Foster child to be taken away because Christian couple refuse to teach him about homosexuality | the Daily Mail
They are devoted foster parents with an unblemished record of caring for almost 30 vulnerable children.
But Vincent and Pauline Matherick will this week have their latest foster son taken away because they have refused to sign new sexual equality regulations.
To do so, they claim, would force them to promote homosexuality and go against their Christian faith.
The 11-year-old boy, who has been in their care for two years, will be placed in a council hostel this week and the Mathericks will no longer be given children to look after.
The devastated couple, who have three grown up children of their own, became foster parents in 2001 and have since cared for 28 children at their home in Chard, Somerset.
Earlier this year, Somerset County Council's social services department asked them to sign a contract to implement Labour's new Sexual Orientation Regulations, part of the Equality Act 2006, which make discrimination on the grounds of sexuality illegal.

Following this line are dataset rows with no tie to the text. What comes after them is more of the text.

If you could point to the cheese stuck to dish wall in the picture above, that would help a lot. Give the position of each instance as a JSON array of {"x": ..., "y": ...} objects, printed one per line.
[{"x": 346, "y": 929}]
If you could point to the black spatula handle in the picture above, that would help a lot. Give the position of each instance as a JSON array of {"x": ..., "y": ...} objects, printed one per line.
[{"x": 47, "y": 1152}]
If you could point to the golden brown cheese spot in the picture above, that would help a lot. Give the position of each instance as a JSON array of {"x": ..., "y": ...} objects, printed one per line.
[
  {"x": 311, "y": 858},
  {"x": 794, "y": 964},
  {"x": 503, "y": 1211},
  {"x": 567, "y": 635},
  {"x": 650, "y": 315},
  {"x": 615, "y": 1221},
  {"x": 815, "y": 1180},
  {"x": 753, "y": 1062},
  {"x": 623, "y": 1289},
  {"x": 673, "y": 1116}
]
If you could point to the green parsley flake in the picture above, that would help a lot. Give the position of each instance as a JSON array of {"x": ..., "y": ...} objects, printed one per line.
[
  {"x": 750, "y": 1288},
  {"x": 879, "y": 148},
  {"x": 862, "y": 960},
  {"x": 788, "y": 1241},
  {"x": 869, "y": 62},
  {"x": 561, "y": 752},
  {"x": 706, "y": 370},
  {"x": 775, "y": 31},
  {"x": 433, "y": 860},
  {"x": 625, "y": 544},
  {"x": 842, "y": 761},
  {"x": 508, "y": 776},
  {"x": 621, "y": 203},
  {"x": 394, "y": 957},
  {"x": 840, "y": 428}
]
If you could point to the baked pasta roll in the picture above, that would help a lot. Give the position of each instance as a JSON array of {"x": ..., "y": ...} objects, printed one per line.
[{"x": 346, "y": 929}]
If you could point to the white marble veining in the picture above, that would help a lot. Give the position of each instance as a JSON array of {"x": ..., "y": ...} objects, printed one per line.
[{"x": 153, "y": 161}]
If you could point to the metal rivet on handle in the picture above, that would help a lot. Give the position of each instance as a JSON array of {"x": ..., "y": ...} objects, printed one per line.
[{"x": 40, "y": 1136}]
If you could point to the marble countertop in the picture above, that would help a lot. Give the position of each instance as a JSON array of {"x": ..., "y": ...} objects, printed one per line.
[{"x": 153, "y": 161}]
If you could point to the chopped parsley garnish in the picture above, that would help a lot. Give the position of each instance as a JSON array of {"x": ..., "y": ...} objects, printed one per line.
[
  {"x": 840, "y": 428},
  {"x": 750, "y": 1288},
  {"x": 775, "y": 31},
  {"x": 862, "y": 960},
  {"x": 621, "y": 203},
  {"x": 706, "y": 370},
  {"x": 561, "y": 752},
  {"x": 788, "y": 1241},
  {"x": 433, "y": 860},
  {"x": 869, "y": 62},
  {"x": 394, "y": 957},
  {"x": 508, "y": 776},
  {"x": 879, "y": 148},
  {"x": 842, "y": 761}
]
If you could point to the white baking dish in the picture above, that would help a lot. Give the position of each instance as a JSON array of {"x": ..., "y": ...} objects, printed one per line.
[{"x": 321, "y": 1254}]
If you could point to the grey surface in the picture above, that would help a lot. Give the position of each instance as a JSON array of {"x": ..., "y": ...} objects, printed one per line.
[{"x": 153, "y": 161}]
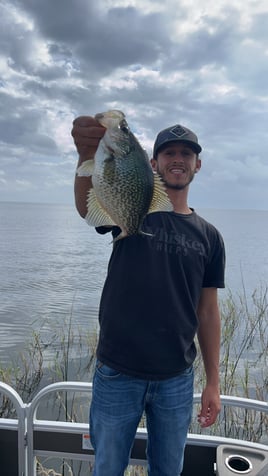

Officials told the couple that under the regulations they would be required to discuss same-sex relationships with children as young as 11 and tell them that gay partnerships were just as acceptable as heterosexual marriages.
They could also be required to take teenagers to gay association meetings.
When the Mathericks objected, they were told they would be taken off the register of foster parents.
The Mathericks have decided to resign rather than face the humiliation of being expelled.
Mr Matherick added: "It's terrible that we've been forced into this corner. It just should not happen.
"There are not enough foster carers around anyway without these rules.
"They were saying that we had to be prepared to talk about sexuality with 11-year-olds, which I don't think is appropriate anyway, but not only that, to be prepared to explain how gay people date.
"They said we would even have to take a teenager to gay association meetings.
"How can I do that when it's totally against what I believe?"
Religious campaigners say the couple are the latest victims of an equality drive which puts gay rights above religious beliefs.
Christian, Jewish and Muslim leaders have complained that the rules force them to overturn long-held beliefs.
The Mathericks are planning to fight their case in the courts with the backing of the Lawyers' Christian Fellowship.